3. Best Original Screenplay
My pick: Eric Warren Singer and David O. Russell, American Hustle
The winner: Spike Jonze, Her
No more excuses: I thought this one over and made the wrong pick. Her was on stable ground with wins at the Golden Globes and Writer’s Guild Awards. American Hustle did win the BAFTA, and David O. Russell has been very present at the Oscars in recent years without taking any hardware of his own. He’s worked with pretty much the entire Academy, right? So they’d vote for him this time, right?
On the other hand, he’s the same guy once got into a fistfight with George Clooney over his, Russell’s, treatment of the crew of Three Kings. In that case, perhaps the surprise would be if he ever did win.
4. Best Picture
My pick: Gravity
The winner: 12 Years a Slave
I… just… oy.
How did I screw this one up? Everything was going so well. Yeah, I’d missed a couple, but they were understandable. I had gotten every single Gravity pick right to this point. I’d navigated the uncertain waters of Supporting Actress and Adapted Screenplay, calling their wins for 12 Years a Slave.
Short answer: I tried to make the bold prediction.
Never, ever try to make the bold prediction and expect it to pay off.
Granted, Gravity winning wouldn’t have been an upset at all. It won seven Oscars, including Best Director. But the consensus leading up to the Oscars was that this category would split with Best Director. It was obvious. With the Oscars, the obvious tends to happen. ‘
And more than that, this was an obvious result I was rooting for! 12 Years a Slave was my favorite film of 2013, with Gravity not far behind. A split would serve both films well, rewarding both Alfonso Cuaron and Steve McQueen for their remarkable achievements.
It was the easy pick.
And yet I scoffed. Picture/Director splits are never this easy to predict, right? Remember when everyone and their grandmas picked The King’s Speech to win Best Picture and The Social Network to win for direction? Remember when the thisclose race for Best Picture between The Departed, Babel, and Little Miss Sunshine ended up being a pretty unsuspenseful win for Best Director winner The Departed?
But I was wrong. This one was that easy to predict. On an Oscar night devoid of surprises, I tried to inject some suspense with this pick. It backfired.
And thus, I will always look at my .833 batting average wondering why it wasn’t .875. I didn’t come through in the clutch, when it mattered most, with the biggest award of them all.
Ah well.

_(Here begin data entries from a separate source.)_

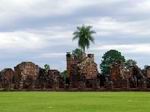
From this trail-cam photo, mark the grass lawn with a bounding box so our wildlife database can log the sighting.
[0,92,150,112]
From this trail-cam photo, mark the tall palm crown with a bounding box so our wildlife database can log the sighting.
[73,25,96,52]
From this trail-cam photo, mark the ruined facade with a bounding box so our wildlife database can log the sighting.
[14,62,39,88]
[0,68,15,90]
[66,53,98,87]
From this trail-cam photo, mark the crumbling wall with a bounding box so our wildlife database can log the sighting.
[14,62,39,88]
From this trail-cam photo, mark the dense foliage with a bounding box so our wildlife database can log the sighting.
[73,25,95,51]
[100,50,125,74]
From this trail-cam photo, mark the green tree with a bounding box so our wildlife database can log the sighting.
[72,48,84,61]
[73,25,96,52]
[100,50,125,74]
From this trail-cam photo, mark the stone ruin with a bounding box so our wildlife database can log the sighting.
[110,63,146,89]
[0,68,15,90]
[66,53,98,88]
[14,62,39,88]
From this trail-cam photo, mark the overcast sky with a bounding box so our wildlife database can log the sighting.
[0,0,150,71]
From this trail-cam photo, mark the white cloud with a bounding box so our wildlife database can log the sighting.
[91,43,150,54]
[85,17,150,36]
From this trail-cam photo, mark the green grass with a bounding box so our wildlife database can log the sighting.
[0,92,150,112]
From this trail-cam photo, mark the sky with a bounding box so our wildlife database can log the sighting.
[0,0,150,71]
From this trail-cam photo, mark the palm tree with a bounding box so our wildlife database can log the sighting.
[73,25,96,52]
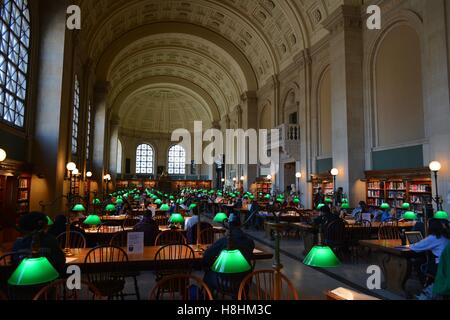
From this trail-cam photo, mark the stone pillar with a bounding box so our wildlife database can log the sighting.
[93,82,109,192]
[423,0,450,212]
[31,0,72,214]
[238,91,258,191]
[324,6,365,205]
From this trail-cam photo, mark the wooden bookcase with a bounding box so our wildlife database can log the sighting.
[366,168,432,213]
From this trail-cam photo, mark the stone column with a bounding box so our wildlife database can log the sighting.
[93,82,109,191]
[238,91,258,191]
[324,6,365,205]
[31,0,72,214]
[422,0,450,212]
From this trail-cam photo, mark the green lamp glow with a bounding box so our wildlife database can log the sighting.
[72,203,86,212]
[8,257,59,286]
[303,246,341,268]
[434,211,448,220]
[47,216,53,226]
[402,202,411,210]
[169,213,184,224]
[84,214,102,226]
[105,203,116,212]
[403,211,417,220]
[159,203,170,211]
[212,250,252,273]
[213,212,228,223]
[380,202,391,210]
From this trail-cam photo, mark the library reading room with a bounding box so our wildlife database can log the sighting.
[0,0,450,304]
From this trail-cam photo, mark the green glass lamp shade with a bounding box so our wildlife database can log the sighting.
[213,212,228,223]
[212,250,252,273]
[402,202,411,210]
[105,204,116,212]
[47,216,53,226]
[169,213,184,223]
[303,246,341,268]
[84,214,102,226]
[159,204,170,211]
[434,211,448,220]
[403,211,417,220]
[8,257,59,286]
[72,203,86,212]
[341,202,350,209]
[380,203,391,210]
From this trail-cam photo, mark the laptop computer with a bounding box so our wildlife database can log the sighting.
[405,231,423,245]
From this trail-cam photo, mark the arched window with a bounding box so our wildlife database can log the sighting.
[0,0,31,128]
[72,76,80,155]
[136,144,155,174]
[168,145,186,174]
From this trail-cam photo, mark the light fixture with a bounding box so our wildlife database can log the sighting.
[0,148,6,162]
[434,210,449,220]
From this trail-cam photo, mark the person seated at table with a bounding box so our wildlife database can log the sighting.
[313,206,339,227]
[202,214,255,291]
[47,214,85,238]
[410,219,450,276]
[12,212,66,275]
[133,210,159,246]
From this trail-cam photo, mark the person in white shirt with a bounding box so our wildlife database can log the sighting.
[410,219,450,275]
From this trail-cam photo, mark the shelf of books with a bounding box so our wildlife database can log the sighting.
[16,176,31,215]
[366,168,432,213]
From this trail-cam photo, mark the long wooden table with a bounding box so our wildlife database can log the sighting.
[359,240,422,298]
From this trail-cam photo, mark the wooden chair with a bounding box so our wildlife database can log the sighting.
[378,222,400,240]
[33,279,102,301]
[155,230,187,246]
[56,231,86,249]
[238,269,298,300]
[149,274,213,301]
[84,246,128,300]
[155,244,195,281]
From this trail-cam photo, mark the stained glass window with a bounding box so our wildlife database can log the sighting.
[168,145,186,174]
[0,0,31,128]
[136,144,155,174]
[72,76,80,155]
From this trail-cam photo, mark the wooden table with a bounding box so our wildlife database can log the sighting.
[359,240,422,298]
[66,245,273,272]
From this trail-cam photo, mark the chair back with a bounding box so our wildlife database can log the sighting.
[238,269,298,300]
[324,219,346,246]
[33,279,101,301]
[150,274,213,301]
[155,244,195,281]
[56,231,86,249]
[155,230,187,246]
[84,245,128,297]
[378,222,400,240]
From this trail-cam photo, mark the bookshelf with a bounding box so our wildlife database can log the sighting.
[366,168,432,213]
[16,176,31,216]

There’s always next year.
– Alfonso Cuaron is the first Latin American director to win best director, and 12 Years a Slave is the first film by a black director to win Best Picture. Yes, the response to these facts should be “good lord, about damn time Academy”, but seriously: representation in media is important. Hollywood should not pat itself on the back for finally acknowledging non-white filmmakers for once, but breakthroughs are breakthroughs and deserve to be celebrated when they happen.
– Pinoy pride: “Let it Go” co-writer Robert Lopez is Filipino-American, making him the first Pinoy Oscar winner. As a prior recipient of Emmy, Grammy, and Tony Awards, he also became just the twelfth member of EGOT. Here’s a Filipino fist bump, Robert.
– Gravity won seven Oscars while losing out on Best Picture. That’s the most for a Best Picture loser since Star Wars won seven, but lost Best Picture of 1977 to Annie Hall. The record for wins while losing Best Picture belongs to Cabaret, which won 8 Oscars in 1972 but lost Best Picture to The Godfather.
– Gravity is also the second straight film to win the most Oscars while falling short for Best Picture. Last year, Life of Pi topped all winners with four Oscars, including Best Director for Ang Lee. However, it lost Best Picture to Argo.
– This is the second straight year that Best Picture and Best Director have split. The last time this happened in back to back years was 1948 and 1949. In 1948, John Huston won best Director for directing Treasure of the Sierra Madre, while Laurence Olivier’s Hamlet won Best Picture. In 1949, Joseph L. Mankiewicz won the first of his two straight Best Director Oscars for A Letter to Three Wives, while All the Kings Men took Best Picture.
– American Hustle went 0 for 10, joining True Grit, Gangs of New York, The Color Purple and The Turning Point as films to earn double-digit nominations only to leave the Oscars empty handed.
That’s all the trivia I can muster. Good Oscars, everyone. Good night.